PANDEGLANG, RADARBANTEN.CO.ID – Badan Pendapatan Daerah (Bapenda) Kabupaten Pandeglang mengakui masih banyak objek pajak yang belum taat membayar kewajiban pajak. Kondisi tersebut dinilai berpotensi menghambat optimalisasi pendapatan asli daerah (PAD).
Berdasarkan data Bapenda Pandeglang, sejumlah objek pajak di sektor pariwisata, perhotelan, dan usaha kuliner tercatat lalai membayar pajak. Beberapa di antaranya yakni Hotel Wira Carita, Hotel Kharisma, Pawon Indra, dan Indra Seafood.
Kepala Bapenda Pandeglang, Ramadani, mengatakan pihaknya telah menggandeng Kejaksaan Negeri Pandeglang untuk membantu proses penagihan terhadap wajib pajak yang membandel, khususnya objek pajak dengan potensi besar.
“Kami sudah membuat surat kuasa khusus ke kejaksaan. Kejaksaan kita libatkan sebagai pengacara negara karena memang sudah ada perjanjian kerja sama, terutama untuk wajib pajak yang relatif potensial,” kata Ramadani, Jumat, 2 Januari 2026.
Ramadani menyebut, tunggakan pajak terbesar dari sektor pariwisata berasal dari Hotel Wira Carita dan Hotel Kharisma.

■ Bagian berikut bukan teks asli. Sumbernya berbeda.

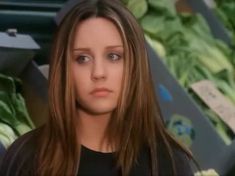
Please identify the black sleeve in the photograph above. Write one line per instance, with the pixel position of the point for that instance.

Namun, penanganan Hotel Kharisma terkendala lantaran pengelolanya sudah tidak jelas.
“Kalau Kharisma ini agak sulit karena sudah tidak ada yang mengurus. Kita juga kesulitan melacak alamat pengelolanya,” ujarnya.
Sementara itu, Hotel Wira Carita tercatat memiliki tunggakan pajak sejak 2022 hingga 2025 dengan total nilai mencapai sekitar Rp300 juta. Tunggakan tersebut berasal dari empat jenis pajak, yakni pajak hotel, pajak restoran, pajak air bawah tanah, dan pajak reklame.
“Kalau pajak reklame kecil, sekitar Rp1 sampai Rp2 juta. Yang besar itu pajak hotel, pajak restoran, dan pajak air bawah tanah,” jelasnya.
Meski demikian, Ramadani mengklaim sebagian besar objek pajak lainnya di Pandeglang relatif kooperatif dalam memenuhi kewajiban pajak. Sebagai langkah penegakan, Bapenda akan memberikan sanksi administratif berupa surat teguran hingga pemasangan spanduk atau plang pemberitahuan di lokasi usaha wajib pajak yang belum patuh.
“Kami tidak punya kewenangan menutup usaha. Sanksinya berupa teguran satu sampai tiga, lalu pemasangan spanduk bahwa wajib pajak tersebut belum membayar pajak,” tegasnya.
Ramadani juga memaparkan capaian realisasi sejumlah jenis pajak daerah yang telah melampaui target. Pajak hotel tercatat mencapai 121 persen, pajak restoran 107 persen, pajak parkir 101 persen, dan pajak air bawah tanah mencapai 139 persen.
“Yang masih rendah itu pajak hiburan, baru 83 persen. Yang paling jeblok memang PBB, realisasinya baru sekitar 63 persen,” ungkapnya.
Menurut Ramadani, rendahnya realisasi Pajak Bumi dan Bangunan (PBB) disebabkan masih lemahnya kepatuhan di tingkat desa dan kelurahan. Untuk itu, pada 2026 mendatang Bapenda akan memperketat pengawasan dengan melibatkan tim Satgas PAD, inspektorat, hingga Kejaksaan.
“Desa-desa yang capaiannya di bawah 50 persen akan kita datangi langsung untuk dicari tahu kendalanya dan kita kawal lebih ketat,” pungkasnya.